Алекс даже закусил губу, лишь бы не надоедать вопросами, но, увидев, что профессор уже стоит в дверях, готовый нырнуть в ледяной ад в одном шерстяном свитере с воротником под горло, не смог удержаться:
– Без куртки?
Уоррен улыбнулся, однако улыбка тотчас же скрылась в густой бороде – беззащитная, совсем как у ребёнка. Или у человека, который устал бороться.
– И правда, куртка… – пробормотал он, снял её с вешалки – простой деревянной доски с металлическими крючками – и нехотя натянул, даже не расправив завернувшийся внутрь край воротника.
Оставив весь мир позади, Уоррен вышел за дверь, вмиг растворившись в ослепительной морозной белизне.
Порыв ветра бросил в лицо горсть ледяной крупы, блестящей и твёрдой, как гравий, заставив Уоррена пошатнуться. Он слышал, как хлопает флаг на шесте, как лают собаки – без повода, просто от скуки. Снег под его ногами, испещрённый грязными дорожками следов, больше не похрустывал. Низкое небо разлеглось на серых полукруглых крышах бараков. Профессор огляделся.
Конкретного плана у него не было: выйти прогуляться – вот и весь план. Но, увидев замерший возле лаборатории снегоход, который он, впрочем, раньше никогда не водил, Уоррен вдруг подумал, что вполне может им воспользоваться. Чем дальше он заберётся, тем больше шансов осуществить свою задумку.
Внешне снегоход напоминал небольшой автомобиль-кабриолет с металлическим корпусом и четырьмя лыжами вместо колёс.

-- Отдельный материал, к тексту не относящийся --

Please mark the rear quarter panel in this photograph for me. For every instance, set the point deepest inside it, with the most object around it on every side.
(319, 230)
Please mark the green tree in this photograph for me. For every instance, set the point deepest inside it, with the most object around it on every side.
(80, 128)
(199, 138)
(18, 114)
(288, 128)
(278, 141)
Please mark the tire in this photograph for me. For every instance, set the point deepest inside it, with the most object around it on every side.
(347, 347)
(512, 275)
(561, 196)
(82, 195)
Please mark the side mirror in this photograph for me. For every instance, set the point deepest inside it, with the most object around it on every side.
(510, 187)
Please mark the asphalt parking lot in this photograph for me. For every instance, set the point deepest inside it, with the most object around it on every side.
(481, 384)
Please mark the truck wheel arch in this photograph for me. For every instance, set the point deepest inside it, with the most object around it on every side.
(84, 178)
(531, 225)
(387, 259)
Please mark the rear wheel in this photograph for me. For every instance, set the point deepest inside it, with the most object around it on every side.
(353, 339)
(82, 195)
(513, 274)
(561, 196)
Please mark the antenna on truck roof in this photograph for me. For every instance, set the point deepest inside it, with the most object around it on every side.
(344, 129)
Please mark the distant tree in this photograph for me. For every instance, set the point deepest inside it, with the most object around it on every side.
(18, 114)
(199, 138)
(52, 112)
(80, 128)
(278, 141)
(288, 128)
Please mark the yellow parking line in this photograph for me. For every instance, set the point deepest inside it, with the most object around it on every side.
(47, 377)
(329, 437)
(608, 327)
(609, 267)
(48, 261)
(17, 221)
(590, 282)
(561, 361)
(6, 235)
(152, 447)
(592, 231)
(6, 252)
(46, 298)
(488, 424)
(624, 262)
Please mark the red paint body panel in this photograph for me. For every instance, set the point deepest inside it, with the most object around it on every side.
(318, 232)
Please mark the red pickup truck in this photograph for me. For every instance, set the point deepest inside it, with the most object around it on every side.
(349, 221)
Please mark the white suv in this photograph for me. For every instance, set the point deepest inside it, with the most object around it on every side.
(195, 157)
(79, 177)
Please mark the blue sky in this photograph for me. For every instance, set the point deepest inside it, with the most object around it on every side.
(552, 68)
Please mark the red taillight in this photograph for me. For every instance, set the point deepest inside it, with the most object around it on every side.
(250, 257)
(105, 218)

Мощный, как на грузовиках, восьмицилиндровый двигатель вращал большой пропеллер, тоже металлический. Выглядела машина странновато, но, по словам военных, была лёгкой в управлении и буквально незаменимой для поездок в Арктике. Водить автомобиль профессор не умел, зато в юности катался на мотоцикле – по сравнению с ним снегоход казался куда более устойчивым.
Усевшись на водительское место, Уоррен обнаружил по центру приборной панели красную кнопку, подписанную «Пуск», и, недолго думая, изо всех сил нажал на неё. Мотор откашлялся, как старик, поутру с трудом заставляющий себя подняться с постели, и потихоньку затарахтел. Лопасти пропеллера принялись рассекать воздух – сперва медленно, с резким свистом, словно кто-то, готовясь ринуться в бой, взмахивал мечом или ятаганом; потом, набрав скорость, они синхронизировались с движением клапанов в двигателе и теперь непрестанно поднимали вихри снега и льда, которые сразу же уносил ветер.